>> The advantages of this is that you can call write_async_begin say, 10 times
>> in a row, then starting draining the acks using write_async, this minimizes
>> network latency (aka sitting on a select() call) and does a better job
>> maxing out available bandwidth.
>
> Advantage compared to the original naive implemention yes, but not to the
> current SFTP upload code, right?
I have not benchmarked the current code, but I would assume it's similar.
>> The disadvantage is it's more leg-work for the implementor because you have
>> to track the offsets and drain replies manually.
>
> I actually only see disadvantages with this quirky API as I believe we can
> reach the same model of sending without forcing this onto our users.

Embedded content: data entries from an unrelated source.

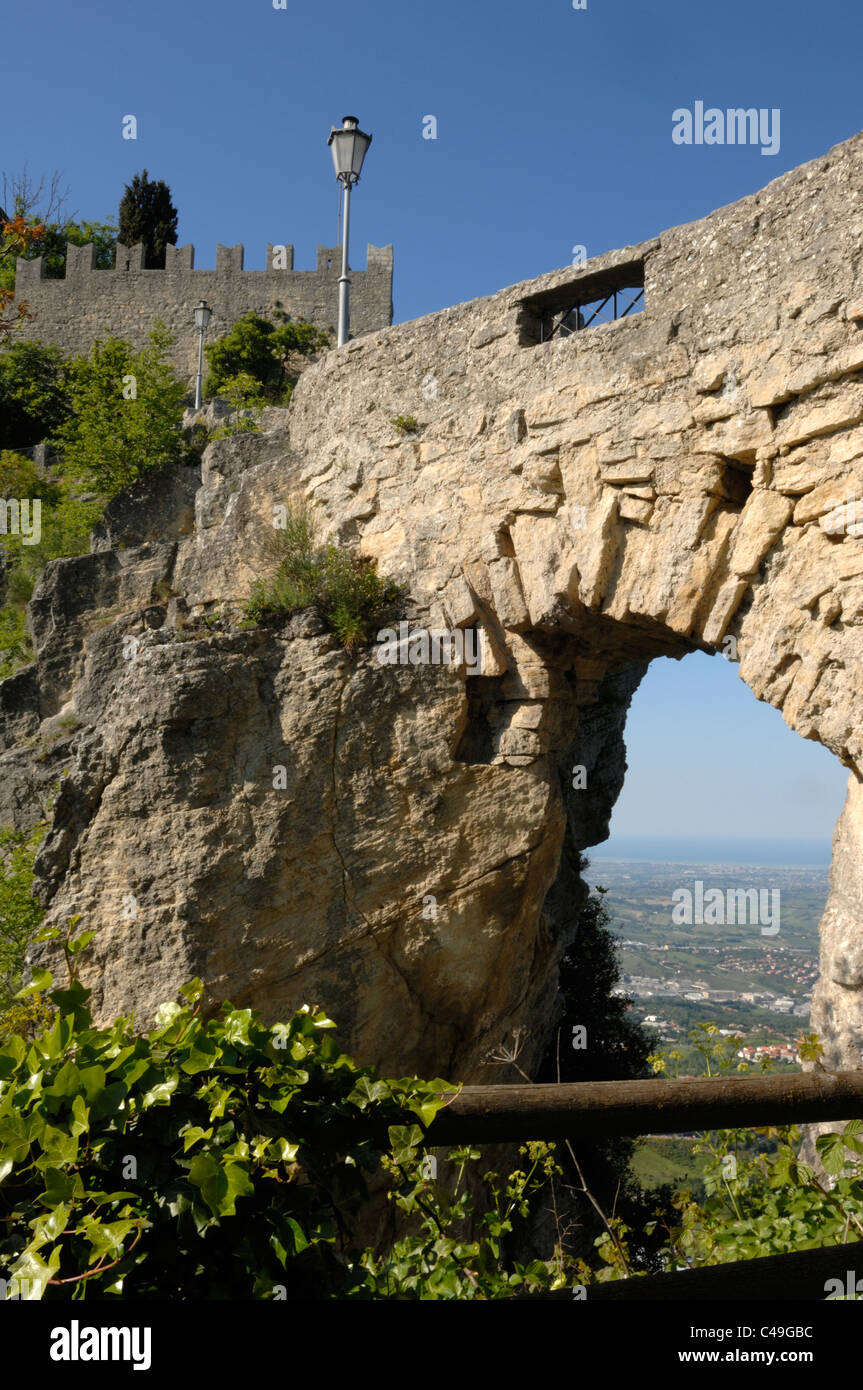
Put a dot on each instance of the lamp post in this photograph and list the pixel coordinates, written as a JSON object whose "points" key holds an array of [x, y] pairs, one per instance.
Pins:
{"points": [[202, 319], [349, 146]]}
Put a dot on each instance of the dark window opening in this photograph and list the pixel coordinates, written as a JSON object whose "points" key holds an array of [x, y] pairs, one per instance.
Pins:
{"points": [[587, 302]]}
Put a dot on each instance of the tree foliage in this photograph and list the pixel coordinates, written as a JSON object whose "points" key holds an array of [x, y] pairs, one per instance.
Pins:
{"points": [[17, 234], [148, 217], [125, 413], [345, 588], [202, 1159], [263, 350], [34, 401]]}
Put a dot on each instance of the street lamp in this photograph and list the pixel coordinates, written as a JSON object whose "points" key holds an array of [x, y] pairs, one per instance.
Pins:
{"points": [[349, 146], [202, 319]]}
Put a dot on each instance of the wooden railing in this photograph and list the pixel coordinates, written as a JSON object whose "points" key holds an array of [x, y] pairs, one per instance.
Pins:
{"points": [[594, 1109]]}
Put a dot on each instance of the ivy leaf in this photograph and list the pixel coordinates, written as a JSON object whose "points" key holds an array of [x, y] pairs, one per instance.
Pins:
{"points": [[34, 1273]]}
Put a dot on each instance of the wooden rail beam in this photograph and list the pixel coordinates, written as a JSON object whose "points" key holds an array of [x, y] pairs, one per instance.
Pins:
{"points": [[801, 1275], [513, 1114]]}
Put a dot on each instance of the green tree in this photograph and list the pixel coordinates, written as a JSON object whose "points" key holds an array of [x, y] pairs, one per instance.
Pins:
{"points": [[267, 352], [34, 402], [127, 413], [148, 216]]}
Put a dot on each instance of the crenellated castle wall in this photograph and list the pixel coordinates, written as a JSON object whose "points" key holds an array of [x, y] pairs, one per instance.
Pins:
{"points": [[122, 302]]}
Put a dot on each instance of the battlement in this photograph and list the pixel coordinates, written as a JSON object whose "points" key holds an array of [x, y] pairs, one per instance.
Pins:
{"points": [[122, 302]]}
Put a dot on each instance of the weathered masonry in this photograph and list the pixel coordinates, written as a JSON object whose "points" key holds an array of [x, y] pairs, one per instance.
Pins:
{"points": [[680, 478], [122, 302]]}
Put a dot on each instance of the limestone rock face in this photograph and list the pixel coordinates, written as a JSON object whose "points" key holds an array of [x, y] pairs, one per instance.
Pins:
{"points": [[683, 478]]}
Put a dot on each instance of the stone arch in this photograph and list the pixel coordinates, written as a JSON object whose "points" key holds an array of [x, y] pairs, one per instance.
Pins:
{"points": [[655, 485]]}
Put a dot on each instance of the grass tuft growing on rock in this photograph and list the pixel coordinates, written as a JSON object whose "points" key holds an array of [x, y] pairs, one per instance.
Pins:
{"points": [[352, 599]]}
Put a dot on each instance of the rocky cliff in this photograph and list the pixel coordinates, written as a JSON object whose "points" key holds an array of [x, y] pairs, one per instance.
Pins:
{"points": [[292, 823]]}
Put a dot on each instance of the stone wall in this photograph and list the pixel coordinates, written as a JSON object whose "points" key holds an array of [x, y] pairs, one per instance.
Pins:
{"points": [[670, 483], [89, 303]]}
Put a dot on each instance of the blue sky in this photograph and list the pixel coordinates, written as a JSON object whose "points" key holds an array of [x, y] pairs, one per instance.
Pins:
{"points": [[553, 131]]}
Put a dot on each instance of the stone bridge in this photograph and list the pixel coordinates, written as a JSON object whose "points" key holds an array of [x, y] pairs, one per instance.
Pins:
{"points": [[683, 478]]}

The main reason I wrote it like this was to be able to merge with new releases
without modifying the current API/code.
>> Thinking out loud, it might be worth adding a convenance API that takes a
>> file path and does all this 'behind-the-scences' like the openssh
>> do_upload/do_download methods do.
>
> Why? What is so bad with my current approach? It certainly maintains a very
> simple and familiar API to users (not to mention unmodified) and yet it
> should be possible to reach at least roughly the same throughput.
Your approach is good, I would have used it if I had known about it before I
wrote my own API. :) But I still think a new API that does *all* the legwork
of uploading/downloading a file would be useful. It seems like the logical
next step if end users don't have to do anything but pass in a file path.